J'écrivais à une maman adoptive sur la façon dont nous, les adoptés, exprimons la colère et cela m'a rappelé à quel point les gens ont peur, en général, de cette « colère des adoptés ». Dans le but de créer une meilleure compréhension de cette émotion incomprise et redoutée, j'ai pensé écrire sur les raisons pour lesquelles la colère est un élément valable dans le parcours d'un adopté et comment les gens peuvent soutenir un adopté au milieu de la colère. Je ne parle pas pour tous les adoptés mais partage ma propre expérience.

Je ne me souviens pas avoir pris conscience que ma colère était liée à mon abandon jusqu'à ce que j'atteigne la mi-vingtaine.
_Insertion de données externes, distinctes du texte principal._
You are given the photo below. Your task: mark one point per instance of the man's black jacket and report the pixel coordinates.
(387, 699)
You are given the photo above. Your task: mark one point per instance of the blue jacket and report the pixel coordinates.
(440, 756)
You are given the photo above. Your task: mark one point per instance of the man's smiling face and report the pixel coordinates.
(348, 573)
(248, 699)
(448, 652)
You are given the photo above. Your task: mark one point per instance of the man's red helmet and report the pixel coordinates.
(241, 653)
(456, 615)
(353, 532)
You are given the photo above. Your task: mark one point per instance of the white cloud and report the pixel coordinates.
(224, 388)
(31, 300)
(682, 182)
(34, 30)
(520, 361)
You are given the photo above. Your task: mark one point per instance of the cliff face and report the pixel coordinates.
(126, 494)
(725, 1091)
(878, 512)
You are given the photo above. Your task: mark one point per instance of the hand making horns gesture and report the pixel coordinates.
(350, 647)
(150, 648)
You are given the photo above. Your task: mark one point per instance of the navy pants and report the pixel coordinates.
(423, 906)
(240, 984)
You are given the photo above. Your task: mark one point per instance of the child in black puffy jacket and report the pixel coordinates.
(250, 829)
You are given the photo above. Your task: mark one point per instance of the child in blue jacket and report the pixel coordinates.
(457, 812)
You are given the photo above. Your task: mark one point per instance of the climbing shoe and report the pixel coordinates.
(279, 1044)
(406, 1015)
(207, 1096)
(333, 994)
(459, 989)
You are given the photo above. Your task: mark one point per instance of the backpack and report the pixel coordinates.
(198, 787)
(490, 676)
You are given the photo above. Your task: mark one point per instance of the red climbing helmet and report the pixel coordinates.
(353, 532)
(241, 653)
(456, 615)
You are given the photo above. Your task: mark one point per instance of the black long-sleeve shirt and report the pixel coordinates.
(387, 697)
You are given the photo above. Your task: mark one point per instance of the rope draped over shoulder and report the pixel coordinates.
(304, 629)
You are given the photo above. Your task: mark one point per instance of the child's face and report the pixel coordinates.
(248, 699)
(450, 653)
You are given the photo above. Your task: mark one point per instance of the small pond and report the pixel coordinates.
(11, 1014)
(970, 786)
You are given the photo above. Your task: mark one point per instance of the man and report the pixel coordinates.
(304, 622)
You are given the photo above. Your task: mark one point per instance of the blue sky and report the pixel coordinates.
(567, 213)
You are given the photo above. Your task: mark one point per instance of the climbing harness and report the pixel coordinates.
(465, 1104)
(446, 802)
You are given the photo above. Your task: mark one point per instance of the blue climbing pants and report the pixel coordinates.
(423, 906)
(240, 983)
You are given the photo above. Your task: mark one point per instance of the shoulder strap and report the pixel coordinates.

Je me souviens d'avoir ressenti de la colère à l'adolescence, mais à l'époque, ma colère était le résultat d'un sentiment de confusion quant à ma place dans le monde, de l'impression que je ne m'intégrais pas, que les gens me taquinaient à propos de mon apparence et du fait d'être traité différemment. dans ma famille adoptive. Je sais que si quelqu'un m'avait approché pendant ces années d'adolescence et avait parlé d'adoption ou d'abandon, je l'aurais écarté en disant que cela n'avait rien à voir avec ce que je ressentais. J'étais un adolescent qui n'avait aucune idée des problèmes qui sous-tendaient mes sentiments. Ma famille adoptive n'a pas cherché à rechercher des problèmes autres que les problèmes normaux de l'adolescence – on leur a dit que l'amour devrait suffire – une époque où l'adoption et l'abandon n'étaient tout simplement pas compris.

J'étais l'adoptée adolescente qui ne s'est jamais rebellée ouvertement. Personnalité? Je dirais que c'est ma peur du rejet qui a créé ma volonté de « m'intégrer » et mon désir d'« acceptation » qui m'a poussé à réussir à l'école. Mon exutoire émotionnel était la musique. Je jouais du piano tout le temps et je me souviens de ma sœur adoptive exigeant que j'arrête de taper du piano si fort et avec colère. Avec le recul, je me rends compte maintenant que c'était mon seul exutoire et signe de colère profondément ancrée et primaire à cela, la tristesse. J'avais certainement l'impression de n'avoir personne qui me parlait de ces sentiments, pour initier ces conversations, et peut-être que j'étais si instinctivement empêché de faire confiance à quelqu'un que je ne pouvais pas les voir même s'ils étaient devant moi. J'ai grandi avec d'autres enfants à l'école et à l'église qui ont également été adoptés au niveau national, mais je ne me souviens d'aucune conversation sur les enfants « adoptés », sauf pour entendre qu'ils causaient beaucoup de problèmes à leurs parents.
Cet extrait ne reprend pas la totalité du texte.